Council lays out the timeline
According to the City of Clyde Hill, the council is set to consider authorizing a ballot measure at its July 14 meeting and has extended the deadline for Pro and Con committee applications to July 8. A resident-led Financial Sustainability Task Force has recommended moving ahead with a levy lid lift to maintain current service levels and local control. If the council advances the idea, voters would decide this November whether to raise the city’s portion of the property tax.
Task force: a structural shortfall and two levers
City presentations and task force materials describe a structural budget gap built into the system. Costs rise faster than the 1% annual limit on regular levy growth, which leaves the city pinched even without big new programs. The city’s open house slides and financial planning documents show a projected funding gap of roughly $665,000 by 2030 and lay out two main levers to close it: creating a new stormwater utility to move certain expenses off the general fund, and asking voters to approve a levy lid lift. The same materials estimate that the average household impact of the combined package would land at roughly $600 to $1,000 per year, depending on the final mix of fees and taxes.
The levy on the table
The measure under discussion would raise Clyde Hill’s levy rate to $0.50 per $1,000 of assessed value, roughly a 69% jump from the current municipal rate, and would be the largest local property tax increase the city has debated in decades, according to The Urbanist. Council materials present the hike as a way to protect the city’s independent police force and its existing fire and EMS contract. Task force member Wayne Burns told council members that, without action, Clyde Hill “was going to go bankrupt or it was going to get absorbed by another city,” according to the same reporting.
Why this came to a head
State housing reforms passed in 2023 require many cities to allow middle housing types such as duplexes, and the Department of Commerce published a model ordinance to help local governments implement those mandates. The middle housing law and other unfunded state requirements are cited in the city’s financial planning as a driver of consultant and compliance costs. City planning and finance documents note that choosing to build a local framework instead of adopting the Commerce model has increased staff and consultant workload, and the bill for that extra work has added to Clyde Hill's budget pressure.

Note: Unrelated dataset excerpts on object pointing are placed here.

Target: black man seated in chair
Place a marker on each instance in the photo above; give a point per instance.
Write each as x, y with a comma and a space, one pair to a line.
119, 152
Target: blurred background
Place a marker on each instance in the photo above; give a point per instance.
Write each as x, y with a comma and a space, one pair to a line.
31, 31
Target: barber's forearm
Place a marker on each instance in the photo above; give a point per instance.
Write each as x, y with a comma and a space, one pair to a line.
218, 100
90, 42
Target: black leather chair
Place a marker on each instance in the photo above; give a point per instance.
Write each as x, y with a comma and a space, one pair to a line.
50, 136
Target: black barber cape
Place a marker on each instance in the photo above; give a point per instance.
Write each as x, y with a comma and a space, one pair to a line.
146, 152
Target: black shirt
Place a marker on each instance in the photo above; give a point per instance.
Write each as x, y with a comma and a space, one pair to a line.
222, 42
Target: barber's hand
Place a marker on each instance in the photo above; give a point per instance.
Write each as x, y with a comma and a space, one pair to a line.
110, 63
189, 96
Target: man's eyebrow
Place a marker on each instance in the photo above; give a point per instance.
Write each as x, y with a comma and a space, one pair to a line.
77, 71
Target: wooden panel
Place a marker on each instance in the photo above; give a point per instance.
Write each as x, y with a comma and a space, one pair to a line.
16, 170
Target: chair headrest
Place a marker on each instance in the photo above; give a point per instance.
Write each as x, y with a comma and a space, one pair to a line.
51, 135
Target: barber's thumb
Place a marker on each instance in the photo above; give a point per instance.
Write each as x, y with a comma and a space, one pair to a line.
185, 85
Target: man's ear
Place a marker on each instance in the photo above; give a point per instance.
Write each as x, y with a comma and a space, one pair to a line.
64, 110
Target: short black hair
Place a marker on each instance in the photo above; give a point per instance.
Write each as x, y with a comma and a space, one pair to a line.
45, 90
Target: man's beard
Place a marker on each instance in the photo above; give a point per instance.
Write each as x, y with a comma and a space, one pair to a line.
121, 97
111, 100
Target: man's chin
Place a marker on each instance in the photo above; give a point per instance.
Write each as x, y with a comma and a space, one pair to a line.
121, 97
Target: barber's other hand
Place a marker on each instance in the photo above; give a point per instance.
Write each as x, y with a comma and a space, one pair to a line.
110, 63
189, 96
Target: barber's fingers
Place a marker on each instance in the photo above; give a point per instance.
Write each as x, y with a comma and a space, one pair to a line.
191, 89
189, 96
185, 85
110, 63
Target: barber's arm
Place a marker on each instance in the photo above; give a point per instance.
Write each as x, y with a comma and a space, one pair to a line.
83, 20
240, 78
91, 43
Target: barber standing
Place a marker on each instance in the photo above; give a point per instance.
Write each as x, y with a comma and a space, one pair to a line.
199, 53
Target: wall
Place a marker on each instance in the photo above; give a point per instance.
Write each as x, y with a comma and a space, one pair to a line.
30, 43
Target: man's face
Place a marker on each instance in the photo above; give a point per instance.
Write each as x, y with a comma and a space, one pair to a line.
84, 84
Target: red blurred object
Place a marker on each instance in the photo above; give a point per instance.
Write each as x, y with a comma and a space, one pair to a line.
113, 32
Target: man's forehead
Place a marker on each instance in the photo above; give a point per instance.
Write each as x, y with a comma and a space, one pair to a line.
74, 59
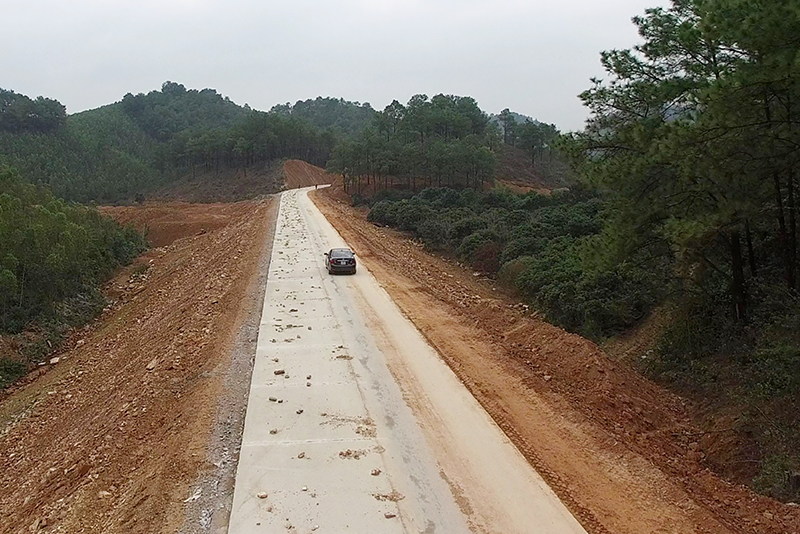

Legal and political stakes
The revenue push is unfolding while Clyde Hill also faces a legal appeal over its growth framework from the land use group Futurewise, a challenge that could complicate planning and compliance efforts. Local leaders have even floated other late stage options, including at one point withdrawing from the King County Library System, as ways to shift the tax burden, a tactic small neighboring towns have used before.
What comes next
If the council votes on July 14 to place the measure on the November ballot, the city will appoint Pro and Con committees and begin enrollment and outreach ahead of the county’s filing deadlines. The city’s levy planning materials also lay out the filing and election calendar for a November 2026 measure. Residents who want to serve on the Pro or Con committees must submit applications to the city clerk by 4 p.m. on Wednesday, July 8, according to the city notice, and the council is expected to select committee members at the July 14 meeting.
Bottom line for residents
The question in front of Clyde Hill voters is being framed as a tradeoff between decades of relatively low local taxes and keeping a small city’s services and autonomy intact. The council and task force say the levy would preserve the status quo for police, fire, and local control. Opponents will likely push for deeper cuts or service consolidation instead. The next two weeks of council meetings and committee appointments will shape the exact language that voters see on the November ballot.